Прилагаемая мною при сем выписка исторических событий даст вам некоторый способ с сосанием молока ребенка вашего внушить ему все омерзение к поединкам. Приговор строгий против ложного понятия о чести; примеры исторические, освященные волею и разумом самодержавных особ, отцов своих народов, и без сомнения, согласно с волею и мудрою дальновидностью и нашего Отца Отечества; все сие будет служить подкреплением нравоучению вашему… Употребите сие как предупредительное средство против эпидемической болезни вдали грозящей детям вашим.
Все примеры, которые «родитель же» приводит далее, сводятся к противопоставлению воинской добродетели и дуэльной кровожадности — так сказать, целесообразно государственного и бессмысленно личного аспектов храбрости.
Однако главным в брошюре было обличение дуэльной идеи как «стихийной мысли, заключавшей в себе зародыш буйства», сопряжение ее с «возродившимся злом самонадеянности и вольнодумства века сего».
Брошюра вышла через три месяца после казни лидеров тайных обществ. Аноним прямо указал на связь поединков с мятежом.
Никто из российских монархов после Петра не высказывал так резко свою ненависть к дуэльной идее, как Николай. Он не предполагал еще в двадцать шестом году, что ему и не понадобится ужесточать наказания за поединки или же карать по всей строгости имеющихся суровых законов.
Сама реальность царствования, сама атмосфера его, определившаяся к концу тридцатых годов, оказалась лишена того кислорода, который поддерживал пламя чести, то есть придавила ту среду, в которой и возникали по-настоящему опасные — идейные — дуэли.
И нужна была «тайная свобода» Пушкина, чтобы на исходе последекабрьского десятилетия, стоя над могилой дворянского авангарда, отчаянным усилием на миг соединить прервавшуюся связь времен.
Бунт против иерархии
Дуэль Киселева с Мордвиновым очень занимала его.
…Холопом и шутом не буду и у царя небесного.
Прологом знаменитой дуэли генералов Киселева и Мордвинова оказалось событие чрезвычайное.
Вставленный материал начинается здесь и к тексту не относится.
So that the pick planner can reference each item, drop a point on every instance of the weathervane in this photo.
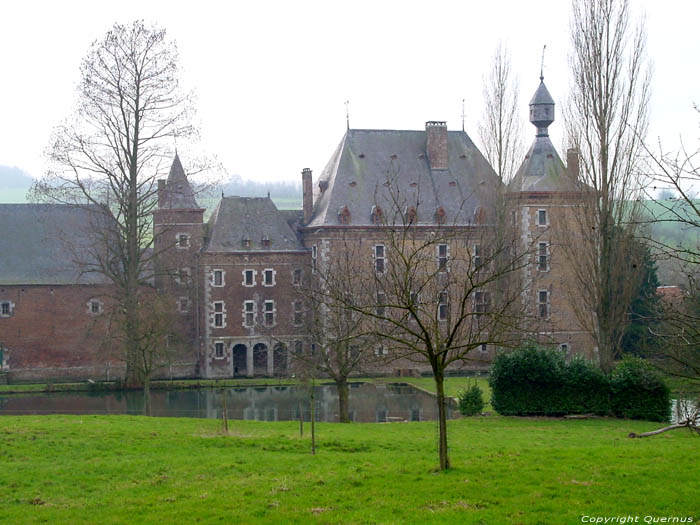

Офицеры Одесского пехотного полка, входящего во 2-ю армию, дислоцированную в Молдавии, измученные и возмущенные издевательствами полкового командира, злобного аракчеевца Ярошевицкого, бросили жребий, кому избавить полк от тирана. По выпавшему жребию поручик Рубановский на ближайшем дивизионном смотре перед строем избил ненавистного подполковника. Тот вынужден был уйти в отставку, а Рубановский, разжалованный, пошел в Сибирь…
Следствие, наряженное командующим, графом Витгенштейном, свело все к ссоре подполковника с поручиком. Начальник штаба армии Павел Дмитриевич Киселев, однако же, узнал, что драма разыгралась, можно сказать, с ведома командира бригады генерала Ивана Николаевича Мордвинова. Мордвинов был одним из тех генералов, от которых Киселев, либерал и сторонник реформ, мечтал избавиться, чтобы открыть дорогу близким себе людям. И он потребовал отстранить Мордвинова от командования. Старый фельдмаршал ни в чем не перечил своему энергичному начальнику штаба. Мордвинов бригаду потерял. Дело, казалось, было кончено. Киселев уехал в заграничный отпуск.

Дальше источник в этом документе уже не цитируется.